5.2. ODIN: A Single Model for 2D and 3D Perception
State-of-the-art models on contemporary 3D perception benchmarks like ScanNet consume and label dataset-provided 3D point clouds, obtained through post-processing of sensed multiview RGB-D images. They are typically trained in-domain, forego large-scale 2D pre-training, and outperform alternatives that feature the posed RGB-D multiview images instead.
The gap in performance between methods that consume posed images versus post-processed 3D point clouds has fueled the belief that 2D and 3D perception require distinct model architectures.

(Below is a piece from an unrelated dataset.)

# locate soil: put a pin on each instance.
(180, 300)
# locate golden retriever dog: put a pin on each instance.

In this paper, we challenge this view and propose ODIN (Omni-Dimensional INstance segmentation), a model that can segment and label both 2D RGB images and 3D point clouds, using a transformer architecture that alternates between 2D within-view and 3D cross-view information fusion.
Our model differentiates 2D and 3D feature operations through the positional encodings of the tokens involved, which capture pixel coordinates for 2D patch tokens and 3D coordinates for 3D feature tokens. ODIN achieves state-of-the-art performance on ScanNet200, Matterport3D, and AI2THOR 3D instance segmentation benchmarks, and competitive performance on ScanNet, S3DIS, and COCO.
It outperforms all previous works by a wide margin when the sensed 3D point cloud is used in place of the point cloud sampled from the 3D mesh. When used as the 3D perception engine in an instructable embodied agent architecture, it sets a new state-of-the-art on the TEACh action-from-dialogue benchmark.